I can see the terminal building just outside from my window, a few meters beyond the extended arm of the gate.
They all drip with water; the air-conditioning on the inside must be at full-blast.
Getting off the plane is something of a new experience to me. I haven’t been on a plane since I was a child, going to Thailand… with Dad. Since I first met Duncan.
Dad and I never did end up going to Paris.
Back then we were in first class… and it was great. Not this time, though. It’s not like I’m about to complain about it. Sixteen hours cramped in a seat next to a man with smelly breath is a price I’m willing to pay if it means saving my baby, if it means giving my child a good life.
I’d gladly pay much, much more. I guess, leaving Duncan, I already have.
But the way everybody rushes to get off the plane… it just rubs me the wrong way. Why the hell is everybody in such a hurry?
I wait until I’m the last person — I can’t be bothered to go at the same time as everybody else. Most of them push each other, hurry to get off the plane like a few minutes are going to make any difference.
I sigh, pinch the bridge of my nose and then rub my eyes. Chicago to Hong Kong was sixteen hours, and I had a seat right by the toilets. I didn’t catch a wink of sleep. Even if it was quiet, I might not have slept at all. There was, and still is, too much on my mind.
The flight was full, too. Beside me sat a guy with death-breath, and next to him his wife and young daughter. The poor girl cried all flight because she couldn’t equalize the pressure in her ears.
At least I had an aisle seat.
It made me think of my own child… whether it will be a boy or a girl… which I would prefer.
If I’m even allowed to have a preference.
Right at this moment, I feel an odd cross of emotions. I feel utterly alone, but also stronger than ever. There’s a steely resolve that runs through my bones, vibrates inside me, keeps me on-course.
I don’t know if leaving like that is the right thing to do, but I sure as hell know that it is the best thing to do for my child.
Distantly, I wonder what the difference is between the two. If it’s best for my baby, surely it’s right?
But I know I’ve wronged Duncan, and thinking about it even briefly threatens to unravel me.
The idea of being all alone, of not having him by my side when he’s been there for so long, supporting me…
…and then I think: What about him?
He’s had me there by his side, supporting him.
He likes to think he’s some kind of superhero who can take anything, anything. But… I know him better than that.

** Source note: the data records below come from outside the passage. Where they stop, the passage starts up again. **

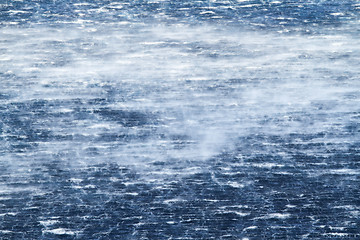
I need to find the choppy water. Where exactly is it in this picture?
[0,0,360,239]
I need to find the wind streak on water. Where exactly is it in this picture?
[0,24,360,237]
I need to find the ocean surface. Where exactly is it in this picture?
[0,0,360,240]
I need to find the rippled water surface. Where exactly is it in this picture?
[0,0,360,240]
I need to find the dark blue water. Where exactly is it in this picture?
[0,0,360,240]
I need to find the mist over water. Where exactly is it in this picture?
[0,1,360,239]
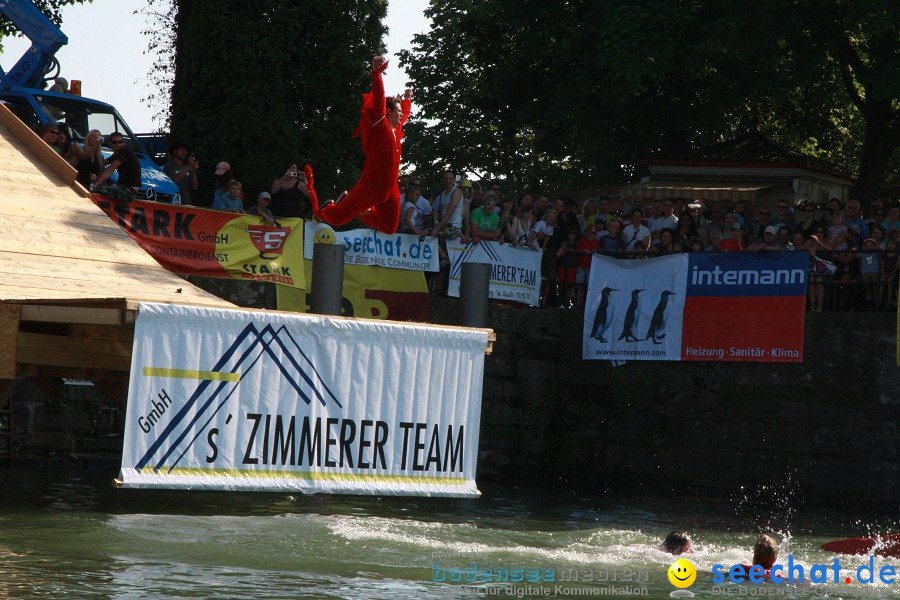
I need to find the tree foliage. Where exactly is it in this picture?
[402,0,900,202]
[171,0,387,204]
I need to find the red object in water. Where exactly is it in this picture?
[822,533,900,558]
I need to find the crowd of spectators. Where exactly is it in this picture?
[29,124,900,311]
[390,171,900,311]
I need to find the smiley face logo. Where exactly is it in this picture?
[669,558,697,588]
[313,227,337,244]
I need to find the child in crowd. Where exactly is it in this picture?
[857,238,881,309]
[247,192,281,228]
[575,222,603,308]
[556,226,578,308]
[881,232,900,308]
[213,179,244,213]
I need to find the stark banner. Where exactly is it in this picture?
[91,194,306,288]
[582,252,809,362]
[447,240,541,306]
[120,304,488,497]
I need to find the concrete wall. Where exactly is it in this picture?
[432,300,900,504]
[13,280,900,504]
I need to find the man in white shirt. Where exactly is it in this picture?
[622,208,650,252]
[647,200,678,237]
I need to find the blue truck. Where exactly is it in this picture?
[0,0,181,204]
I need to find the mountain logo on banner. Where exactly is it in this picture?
[135,323,343,472]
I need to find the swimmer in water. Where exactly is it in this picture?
[753,535,778,572]
[662,531,694,556]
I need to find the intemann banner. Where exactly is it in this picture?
[91,194,306,288]
[303,222,439,271]
[447,240,541,306]
[582,252,809,362]
[120,304,488,497]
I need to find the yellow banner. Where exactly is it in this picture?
[276,260,430,322]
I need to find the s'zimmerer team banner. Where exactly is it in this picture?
[91,194,306,288]
[303,222,439,271]
[447,240,541,306]
[120,303,488,497]
[582,252,809,362]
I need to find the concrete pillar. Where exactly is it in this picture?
[309,244,344,315]
[459,263,491,327]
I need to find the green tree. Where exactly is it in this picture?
[171,0,387,204]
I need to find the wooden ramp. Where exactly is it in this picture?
[0,104,237,400]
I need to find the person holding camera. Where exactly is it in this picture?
[163,142,200,204]
[269,160,310,219]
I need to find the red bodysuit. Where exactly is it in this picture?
[316,62,412,233]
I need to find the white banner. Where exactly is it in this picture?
[447,240,541,306]
[120,304,488,497]
[582,254,688,360]
[303,221,439,271]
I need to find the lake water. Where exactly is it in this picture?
[0,469,900,600]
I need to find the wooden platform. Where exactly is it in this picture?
[0,104,237,382]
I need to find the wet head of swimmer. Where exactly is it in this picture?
[663,531,694,556]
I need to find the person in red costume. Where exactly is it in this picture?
[315,56,412,234]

He’s human, even if he’s amazing to me. He’s still human. I don’t know how this is going to hit him. I don’t know how it’s going to affect him.
I could sit for hours just thinking about the possibilities, but I can’t descend into that.
That’s… that’s a road that’s now been wiped off the map.
Anyway, I can’t risk my child, can’t risk letting Dad get his hands on my baby. If it’s a boy, he’ll groom him into a fighter, just like he did Duncan.
God damn it, everybody that falls into Dad’s gravity ends up suffering!
I don’t want my child to suffer at his hands.
I want my child to do what he or she wants. I don’t want my child to be brought up thinking there’s only one way to live. I don’t want my child anywhere near crime, the mob, the violence, like I was as a kid.
I can’t stop Dad from doing what he does. I’m not under any illusion here. People might want to judge me, might say that I should have turned my own father in with the mountains of evidence I had access to.
But… he’s still my father. Family. The only true thing he’s ever said to me is that family is everything.
In the end, what else do you have?
Me…? I don’t even have family anymore. I have nothing!
Damn it, the thought makes me feel weak.
I sigh. There’s so much I could testify to. I’ve watched my father and Frank beat a man to a bloody pulp for not paying back a debt. His body was still, unmoving by the end of it. I was in the car with the inside lights on, maybe eleven years old. Dad told me to keep them on so I couldn’t see outside.
Of course, I just cupped my hands around my eyes against the glass, and watched them. It was by the river, right in the middle of town, and before midnight. Nobody who passed by stopped. Dad’s limousine, the license plate, M4R1-N0, was effective signage: Stay Away.
The guy lay there, in the winter night, out-cold, when Dad and Frank returned to the car. I never found out what happened to him.
He probably died by morning of hypothermia.
My thoughts invariably come back to Duncan. I wonder what he’s doing right now.